Alhasil ketika angin kencang, otomatis gelombang laut tinggi, armada kecil milik nelayan pesisir, biasa di sebut pompong itu, akan terombang-ambing. Yang paling naas, terkadang tenggelam dilautan tidak bertepi. Maklum Laut Natuna Utara, atau dahulu bagian Laut China Selatan, saat kapal berada di tengah, tidak akan bisa melihat pulau, saking luasnya.

Syafarudin (25), salah seorang warga Singgang Bulan, RT 01/RW 01, Kecamatan Bunguran Selatan, mengaku pada musim cuaca ekstrim, ia tidak akan melaut. Meski pun kerja itu, merupakan pekerjaan yang ditekuni selama ini.

“Susah melaut musim ini, angin kencang. Pompong kita ukuran kecil. Jelas tidak akan mampu melawan hempasan gelombang. Terpaksa kita istirahat dulu,” ucap Syafarudin, Rabu 4 Agustus 2021.

Demi menyambung hidup, pekerjaan apa saja ia rela lakukan. Asalkan dapat menafkahi keluarga kecilnya. “Kebetulan di kampung sebelah, ada lowongan kerja bangunan. Jadi kenek, maklum keahlian bidang bangunan tidak punya,” ujarnya.

Ungkapan serupa disampaikan Reci (31). Warga Cemaga, Kecamatan Cemaga Utara itu, nelayan pemancing ikan tongkol. Namun dalam bulan ini, belum bisa melaut, cuaca masih ekstrim.

“Biasanya cuaca ekstrim setiap Desember. Tapi saat ini cuaca tidak menentu. Kadang teduh, kadang kencang anginnya,” kata lelaki tamatan Madrasah Aliyah Negeri (MAN) 1 Ranai itu.

Gara-gara cuaca ekstrim, menurut Reci, sangat wajar harga ikan mahal. Sebab biaya kelaut dihabiskan nelayan tidak sedikit. Apalagi di musim cuaca begini. Asal langit penuh awan pekat, cepat kejar pulau terdekat, berteduh.

“Kalau saya melaut tetap mengeluarkan biaya Rp300 ribu sekali jalan. Saat melaut pun, cuaca bersahabat.
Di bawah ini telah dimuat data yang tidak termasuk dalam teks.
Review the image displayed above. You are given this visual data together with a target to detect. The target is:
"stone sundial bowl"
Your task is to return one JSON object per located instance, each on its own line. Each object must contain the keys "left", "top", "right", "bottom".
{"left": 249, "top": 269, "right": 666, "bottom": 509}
Kalau cuaca ekstrim seperti ini, wajar ikan tongkol Rp50 ribu per ekor. Karena angin kencang, hasil tangkapan pun berkurang,” tuturnya.

Lain halnya Khairudin (29), salah seorang warga Meso, Desa Batu Gajah, Kecamatan Bunguran Timur. Lelaki akrab disapa Buyung ini bekerja sebagai penangkap kepiting bakau di sungai Pian Tedung, tepatnya perbatasan Kecamatan Bunguran Timur dan Kecamatan Bunguran Selatan.

Jadi terkait cuaca ekstrim, tidak berpengaruh bagi pekerjaannya. Sebab mencari kepiting bakau tidak sampai ke laut. Hanya menggunakan sampan pakai dayung menyusuri pohon bakau, atau mangrove. Lagi pula, harga jual kepiting bakau cukup menggiurkan.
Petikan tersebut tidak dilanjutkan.